Lors de vos multiples déplacements avez-vous perçu de la souffrance chez les professionnels de PMI ?
M.P. Plus que de la souffrance, nous avons senti chez ces professionnels très investis un profond besoin de reconnaissance. Pourquoi un médecin de PMI serait-il moins payé qu’un médecin de santé publique ? Pourquoi la CNAM ne rembourse-t-elle pas les actes de puéricultrices alors que c’est l’acte le plus dispensé en PMI ? Nous ferons des préconisations sur ces sujets. Nous mettrons en avant les bonnes pratiques. Par exemple, de nombreux départements ont recours aux puéricultrices pour les visites médicales scolaires.
Il semble que le PRADO et la PMI, loin d’être complémentaires, se fassent concurrence. Formulerez-vous des recommandations sur le sujet ?
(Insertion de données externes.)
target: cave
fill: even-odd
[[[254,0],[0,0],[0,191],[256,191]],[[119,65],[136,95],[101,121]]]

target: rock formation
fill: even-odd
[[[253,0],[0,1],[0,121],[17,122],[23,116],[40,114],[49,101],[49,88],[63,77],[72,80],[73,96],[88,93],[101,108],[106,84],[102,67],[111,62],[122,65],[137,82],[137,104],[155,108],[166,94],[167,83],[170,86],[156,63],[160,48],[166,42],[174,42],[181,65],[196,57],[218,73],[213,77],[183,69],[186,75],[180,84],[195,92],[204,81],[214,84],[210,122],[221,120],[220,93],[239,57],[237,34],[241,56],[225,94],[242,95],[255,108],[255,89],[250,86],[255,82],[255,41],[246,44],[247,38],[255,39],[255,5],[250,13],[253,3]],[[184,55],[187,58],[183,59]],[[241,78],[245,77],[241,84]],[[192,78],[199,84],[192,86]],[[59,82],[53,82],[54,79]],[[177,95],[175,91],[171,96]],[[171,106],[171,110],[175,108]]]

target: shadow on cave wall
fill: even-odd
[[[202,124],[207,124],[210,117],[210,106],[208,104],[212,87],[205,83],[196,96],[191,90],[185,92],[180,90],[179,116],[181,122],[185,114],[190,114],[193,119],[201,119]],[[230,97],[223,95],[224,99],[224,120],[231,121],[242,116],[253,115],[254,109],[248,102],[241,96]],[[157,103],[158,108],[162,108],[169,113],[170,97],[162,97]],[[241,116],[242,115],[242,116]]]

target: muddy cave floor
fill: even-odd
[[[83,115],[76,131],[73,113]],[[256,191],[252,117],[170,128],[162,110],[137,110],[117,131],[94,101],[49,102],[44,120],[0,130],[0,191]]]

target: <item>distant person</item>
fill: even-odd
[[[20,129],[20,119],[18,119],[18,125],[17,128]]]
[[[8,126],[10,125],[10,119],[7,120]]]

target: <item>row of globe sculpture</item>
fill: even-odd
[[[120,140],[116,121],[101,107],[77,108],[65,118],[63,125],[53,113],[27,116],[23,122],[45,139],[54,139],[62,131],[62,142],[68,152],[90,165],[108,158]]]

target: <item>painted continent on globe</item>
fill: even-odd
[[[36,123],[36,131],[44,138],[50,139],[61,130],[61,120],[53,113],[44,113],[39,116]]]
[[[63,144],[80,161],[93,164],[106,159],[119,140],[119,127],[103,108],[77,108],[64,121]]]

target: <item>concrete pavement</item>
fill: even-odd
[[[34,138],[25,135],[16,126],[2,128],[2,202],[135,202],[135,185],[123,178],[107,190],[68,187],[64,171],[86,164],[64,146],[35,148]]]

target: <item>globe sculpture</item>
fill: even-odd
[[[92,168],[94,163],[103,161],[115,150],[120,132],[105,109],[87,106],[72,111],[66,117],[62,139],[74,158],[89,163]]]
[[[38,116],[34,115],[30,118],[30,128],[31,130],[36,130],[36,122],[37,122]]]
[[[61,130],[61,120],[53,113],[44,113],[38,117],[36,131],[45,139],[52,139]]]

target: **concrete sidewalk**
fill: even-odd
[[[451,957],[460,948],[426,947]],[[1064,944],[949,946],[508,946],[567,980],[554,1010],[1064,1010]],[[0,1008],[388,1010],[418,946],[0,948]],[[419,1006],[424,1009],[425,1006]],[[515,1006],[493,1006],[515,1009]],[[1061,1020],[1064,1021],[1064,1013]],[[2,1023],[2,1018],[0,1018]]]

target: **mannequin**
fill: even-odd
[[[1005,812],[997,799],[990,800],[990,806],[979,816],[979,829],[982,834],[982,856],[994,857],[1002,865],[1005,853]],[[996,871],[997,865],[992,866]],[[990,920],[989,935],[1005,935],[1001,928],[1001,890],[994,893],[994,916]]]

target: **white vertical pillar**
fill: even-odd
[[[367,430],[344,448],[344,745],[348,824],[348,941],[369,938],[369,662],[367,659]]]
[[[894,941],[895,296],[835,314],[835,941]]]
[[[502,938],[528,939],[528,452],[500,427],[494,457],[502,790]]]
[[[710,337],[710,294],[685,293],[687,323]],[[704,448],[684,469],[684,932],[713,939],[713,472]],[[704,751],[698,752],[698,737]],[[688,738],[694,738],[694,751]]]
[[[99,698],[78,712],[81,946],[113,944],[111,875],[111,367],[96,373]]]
M.P. Oui. Les acteurs doivent se parler. Là aussi il faut s’appuyer sur les bonnes pratiques. Dans le Var, depuis cet été, la PMI est mise en avant au moins autant que le PRADO. Le conseiller CNAM qui se rend en maternité parle des services de PMI. Les parents sont ensuite libres de faire comme bon leur semble. Mais au moins doivent-ils être dûment informés des services existants.
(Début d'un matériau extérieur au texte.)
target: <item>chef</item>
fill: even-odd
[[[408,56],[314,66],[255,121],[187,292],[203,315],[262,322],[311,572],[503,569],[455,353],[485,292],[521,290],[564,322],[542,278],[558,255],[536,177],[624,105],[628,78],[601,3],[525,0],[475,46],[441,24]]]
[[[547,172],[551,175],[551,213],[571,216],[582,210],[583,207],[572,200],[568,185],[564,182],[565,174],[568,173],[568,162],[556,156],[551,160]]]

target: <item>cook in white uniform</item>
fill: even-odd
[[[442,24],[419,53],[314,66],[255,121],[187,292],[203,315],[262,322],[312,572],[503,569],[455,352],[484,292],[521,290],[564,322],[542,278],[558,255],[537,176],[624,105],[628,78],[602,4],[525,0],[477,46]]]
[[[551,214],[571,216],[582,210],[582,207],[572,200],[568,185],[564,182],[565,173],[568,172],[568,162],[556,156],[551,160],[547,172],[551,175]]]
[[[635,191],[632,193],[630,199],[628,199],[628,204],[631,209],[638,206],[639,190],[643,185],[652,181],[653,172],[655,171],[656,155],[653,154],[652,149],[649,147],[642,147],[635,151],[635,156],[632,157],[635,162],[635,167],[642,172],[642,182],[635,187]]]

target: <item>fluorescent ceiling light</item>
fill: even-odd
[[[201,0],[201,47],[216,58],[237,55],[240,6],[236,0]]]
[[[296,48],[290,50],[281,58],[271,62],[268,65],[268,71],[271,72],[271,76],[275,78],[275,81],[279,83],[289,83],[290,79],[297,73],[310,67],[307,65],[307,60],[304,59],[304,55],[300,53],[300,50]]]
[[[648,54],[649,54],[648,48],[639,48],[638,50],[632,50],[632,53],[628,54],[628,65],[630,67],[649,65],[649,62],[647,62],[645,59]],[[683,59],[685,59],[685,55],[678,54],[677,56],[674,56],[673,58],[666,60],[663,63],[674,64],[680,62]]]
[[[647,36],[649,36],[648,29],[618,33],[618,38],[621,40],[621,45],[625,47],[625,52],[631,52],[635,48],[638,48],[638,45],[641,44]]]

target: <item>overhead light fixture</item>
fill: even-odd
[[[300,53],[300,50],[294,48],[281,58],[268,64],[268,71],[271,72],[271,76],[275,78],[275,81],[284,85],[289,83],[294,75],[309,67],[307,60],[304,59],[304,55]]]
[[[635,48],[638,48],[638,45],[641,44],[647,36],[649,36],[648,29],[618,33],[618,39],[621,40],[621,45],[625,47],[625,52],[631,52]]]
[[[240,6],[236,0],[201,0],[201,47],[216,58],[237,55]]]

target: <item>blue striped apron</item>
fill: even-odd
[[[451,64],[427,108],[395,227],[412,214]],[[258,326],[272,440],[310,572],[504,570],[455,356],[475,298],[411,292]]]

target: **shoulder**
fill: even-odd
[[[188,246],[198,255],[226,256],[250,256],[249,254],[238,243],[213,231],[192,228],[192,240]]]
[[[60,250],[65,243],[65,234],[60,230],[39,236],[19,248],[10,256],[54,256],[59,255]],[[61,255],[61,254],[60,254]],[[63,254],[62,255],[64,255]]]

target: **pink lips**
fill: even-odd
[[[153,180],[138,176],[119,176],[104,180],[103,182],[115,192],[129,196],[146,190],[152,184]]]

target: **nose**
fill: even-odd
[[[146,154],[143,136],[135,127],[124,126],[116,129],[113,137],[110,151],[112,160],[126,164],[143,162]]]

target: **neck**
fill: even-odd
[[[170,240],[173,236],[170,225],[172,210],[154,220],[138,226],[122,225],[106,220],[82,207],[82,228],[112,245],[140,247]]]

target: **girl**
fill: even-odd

La littérature scientifique montre que les visites à domicile sont efficaces, notamment pour les populations les plus vulnérables, à condition de commencer dès la grossesse et d’être intensives. Allez-vous traiter ce sujet ?
M.P. Oui, nous formulerons des préconisations sur les visites à domicile. Elles doivent en effet commencer pendant la grossesse, avec une sage-femme qui ensuite, à la naissance de l’enfant, passe le relais à la puéricultrice. Raison de plus pour envisager de délester la PMI de certaines de ses prérogatives afin de laisser plus de temps aux puéricultrices pour les visites à domicile, qui sont le moyen par excellence d’aller vers les parents. Pousser la porte, entrer chez les gens permet de déceler le besoin de soutien, de déceler aussi ce qui peut ne pas aller dans l’environnement de l’enfant, sans être pour autant dans le contrôle. C’est en accompagnant ainsi les familles, chez elles, qu’on peut notamment éviter les informations préoccupantes. Même s’il ne s’agit pas de les éviter à tout prix. Il faut pouvoir accepter qu’on est allé au bout de ce qu’on pouvait faire. Mais c’est bien par ce maillage fin et l’intervention de professionnels de différentes spécialités qu’on assure la principale mission de la PMI : la prévention.